Rangel is charged with violating 13 ethics rules, which include failing to pay taxes on offshore property and improperly soliciting $8 million for an academic center that would bear his name at the City College of New York.
Unless Rangel reaches a settlement on the charges, he could be put on trial by a congressional committee in September as elected officials enter the home stretch for the mid-term elections.
The subcommittee that investigated him discussed settlement options with Rangel’s attorneys during a preliminary hearing this week but they reached no agreement.
As a result, the subcommittee referred the case to the full House Ethics Committee.
“Mr. Rangel was given multiple opportunities to settle this matter,” said Rep. Jo Bonner (R-Ala.), a member of the subcommittee. “Instead, he chose to move forward into this public trial phase.”

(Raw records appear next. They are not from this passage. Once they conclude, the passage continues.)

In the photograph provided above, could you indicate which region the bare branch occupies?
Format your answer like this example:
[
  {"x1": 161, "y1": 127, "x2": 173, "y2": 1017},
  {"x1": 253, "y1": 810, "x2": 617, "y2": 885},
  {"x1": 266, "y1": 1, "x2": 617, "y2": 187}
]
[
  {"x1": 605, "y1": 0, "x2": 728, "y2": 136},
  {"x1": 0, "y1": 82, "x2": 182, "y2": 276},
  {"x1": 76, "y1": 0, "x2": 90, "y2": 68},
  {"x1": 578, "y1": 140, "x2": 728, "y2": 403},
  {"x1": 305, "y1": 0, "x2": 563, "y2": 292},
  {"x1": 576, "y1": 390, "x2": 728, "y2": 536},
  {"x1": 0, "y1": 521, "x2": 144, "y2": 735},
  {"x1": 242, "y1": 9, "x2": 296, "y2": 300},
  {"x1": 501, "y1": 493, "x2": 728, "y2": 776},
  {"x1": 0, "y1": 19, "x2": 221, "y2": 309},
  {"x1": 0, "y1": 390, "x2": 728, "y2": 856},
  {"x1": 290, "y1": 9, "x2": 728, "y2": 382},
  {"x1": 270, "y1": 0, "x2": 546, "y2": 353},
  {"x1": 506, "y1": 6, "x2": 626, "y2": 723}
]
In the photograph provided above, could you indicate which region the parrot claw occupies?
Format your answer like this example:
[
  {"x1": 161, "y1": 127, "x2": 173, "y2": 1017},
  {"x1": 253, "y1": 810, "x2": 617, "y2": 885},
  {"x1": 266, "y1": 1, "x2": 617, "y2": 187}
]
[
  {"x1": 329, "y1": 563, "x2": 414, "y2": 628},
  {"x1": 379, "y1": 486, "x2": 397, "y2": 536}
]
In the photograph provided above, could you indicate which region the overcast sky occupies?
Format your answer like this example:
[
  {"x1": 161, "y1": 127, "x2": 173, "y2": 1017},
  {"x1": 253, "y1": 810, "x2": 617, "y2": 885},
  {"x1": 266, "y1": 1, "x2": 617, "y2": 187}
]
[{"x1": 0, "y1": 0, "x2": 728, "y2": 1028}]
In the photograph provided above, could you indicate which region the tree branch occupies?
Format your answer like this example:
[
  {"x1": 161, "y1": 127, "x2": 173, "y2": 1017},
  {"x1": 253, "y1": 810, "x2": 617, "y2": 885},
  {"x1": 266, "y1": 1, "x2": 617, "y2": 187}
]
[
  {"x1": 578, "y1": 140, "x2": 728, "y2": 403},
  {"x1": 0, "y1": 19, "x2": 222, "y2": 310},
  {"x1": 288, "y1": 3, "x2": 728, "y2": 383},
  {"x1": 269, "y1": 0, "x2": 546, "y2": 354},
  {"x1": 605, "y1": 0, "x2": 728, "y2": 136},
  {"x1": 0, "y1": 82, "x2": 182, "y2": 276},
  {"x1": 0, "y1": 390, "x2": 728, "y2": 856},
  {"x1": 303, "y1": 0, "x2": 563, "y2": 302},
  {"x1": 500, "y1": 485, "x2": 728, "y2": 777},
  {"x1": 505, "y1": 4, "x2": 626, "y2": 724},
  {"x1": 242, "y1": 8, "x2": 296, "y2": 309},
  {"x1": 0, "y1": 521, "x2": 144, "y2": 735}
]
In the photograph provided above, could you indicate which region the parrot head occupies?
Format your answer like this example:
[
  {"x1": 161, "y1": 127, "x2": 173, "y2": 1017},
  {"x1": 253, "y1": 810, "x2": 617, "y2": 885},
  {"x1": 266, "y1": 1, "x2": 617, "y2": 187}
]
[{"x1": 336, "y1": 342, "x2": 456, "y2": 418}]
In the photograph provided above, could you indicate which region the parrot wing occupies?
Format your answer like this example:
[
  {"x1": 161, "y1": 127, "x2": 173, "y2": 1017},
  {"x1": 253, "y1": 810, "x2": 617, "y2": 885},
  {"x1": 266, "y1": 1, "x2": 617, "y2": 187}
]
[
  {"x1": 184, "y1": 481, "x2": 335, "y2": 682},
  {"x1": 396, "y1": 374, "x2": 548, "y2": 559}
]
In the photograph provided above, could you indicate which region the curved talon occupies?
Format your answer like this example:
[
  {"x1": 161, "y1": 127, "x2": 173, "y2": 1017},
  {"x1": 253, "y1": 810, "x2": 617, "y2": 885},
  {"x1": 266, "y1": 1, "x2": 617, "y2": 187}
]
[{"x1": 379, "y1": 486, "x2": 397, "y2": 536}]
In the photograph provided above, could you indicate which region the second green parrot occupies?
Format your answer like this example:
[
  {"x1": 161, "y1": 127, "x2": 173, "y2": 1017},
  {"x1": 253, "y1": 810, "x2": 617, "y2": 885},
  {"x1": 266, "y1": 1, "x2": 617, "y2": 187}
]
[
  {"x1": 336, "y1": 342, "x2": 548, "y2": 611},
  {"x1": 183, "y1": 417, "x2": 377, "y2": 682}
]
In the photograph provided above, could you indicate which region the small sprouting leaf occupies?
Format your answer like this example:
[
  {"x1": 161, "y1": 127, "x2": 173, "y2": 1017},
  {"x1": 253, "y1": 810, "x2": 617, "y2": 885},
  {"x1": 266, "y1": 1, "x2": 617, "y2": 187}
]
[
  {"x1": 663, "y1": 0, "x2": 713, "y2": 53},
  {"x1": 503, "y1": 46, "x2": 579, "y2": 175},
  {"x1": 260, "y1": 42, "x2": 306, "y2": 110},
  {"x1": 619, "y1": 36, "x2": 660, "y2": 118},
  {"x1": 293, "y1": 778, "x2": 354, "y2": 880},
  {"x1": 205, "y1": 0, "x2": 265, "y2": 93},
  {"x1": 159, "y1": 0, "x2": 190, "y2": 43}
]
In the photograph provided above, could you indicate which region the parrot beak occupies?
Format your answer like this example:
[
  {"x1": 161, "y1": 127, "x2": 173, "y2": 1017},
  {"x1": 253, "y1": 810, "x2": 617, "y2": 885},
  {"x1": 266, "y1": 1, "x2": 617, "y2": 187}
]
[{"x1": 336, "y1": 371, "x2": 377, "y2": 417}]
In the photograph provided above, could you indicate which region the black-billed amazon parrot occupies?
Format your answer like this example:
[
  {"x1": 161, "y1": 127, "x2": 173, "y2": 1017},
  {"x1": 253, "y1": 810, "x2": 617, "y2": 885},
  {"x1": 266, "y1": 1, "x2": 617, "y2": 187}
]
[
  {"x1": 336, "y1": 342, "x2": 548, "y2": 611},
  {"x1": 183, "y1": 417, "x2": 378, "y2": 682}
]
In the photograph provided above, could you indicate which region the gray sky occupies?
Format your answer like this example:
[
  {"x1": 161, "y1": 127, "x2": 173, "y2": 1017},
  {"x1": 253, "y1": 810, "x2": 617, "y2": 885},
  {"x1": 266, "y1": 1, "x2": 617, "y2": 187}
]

Rangel did not appear at the preliminary hearing with the subcommittee that investigated him.
Other options the panel considered included a fine, censure and expulsion from Congress.
A reprimand consists of a public statement denouncing the actions of the offender. It carries no jail time or financial penalty. It would require a majority vote of Congress.
Rangel continues to say that he has done nothing wrong.
“Even though they are serious charges, I’m prepared to prove that the only thing I’ve ever had in my 50 years of public service is service,” Rangel told reporters. “That’s what I’ve done and if I’ve been overzealous providing that service, I can’t make an excuse for the serious violations.”
He already resigned his position in March as chairman of the House Ways and Means Committee, which writes the nation’s tax laws.
He resigned after a House ethics panel raised the first set of accusations against him, saying that he had improperly accepted trips to the Caribbean paid by corporations.
A more complete list of charges announced this week accuses him of failing to report rental income on a villa he owned in the Dominican Republic, failing to disclose more than $600,000 in assets, accepting a rent-stabilized apartment in New York for his campaign headquarters and evading federal taxes.
The solicitations of money he made on congressional letterhead for the academic center in New York were allegedly sent to corporations that had business before his committee.
His fellow Democrats say a public trial for Rangel could hurt their election chances in November.
Popular opinion polls show Democrats could lose their majority in Congress as disenchantment grows with the Obama administration.
Nevertheless, White House spokesman Robert Gibbs said the House subcommittee took “the right course” by recommending a trial for the powerful congressman. Rangel represents a district in the Harlem section of New York City.
“There is a bipartisan committee in the House that’s looking into some very serious charges,” Gibbs said on ABC television’s “Good Morning America” show Friday morning. “We believe that’s the right course and we’re not going to pre-judge the outcome of that trial.”
The committee scheduled to preside over the trial consists of four Democrats and four Republicans.
Karl Rove, former senior advisor to President George W. Bush, said on a talk show Friday that “if this [trial of Rangel] happens in September, this is not good for Democrats. It chews up space they would like to be devoting to other issues, and highlights what people think about Congress, which is it’s led by a bunch of people who think one set of rules apply to them and one set of rules apply to the rest of the American people.”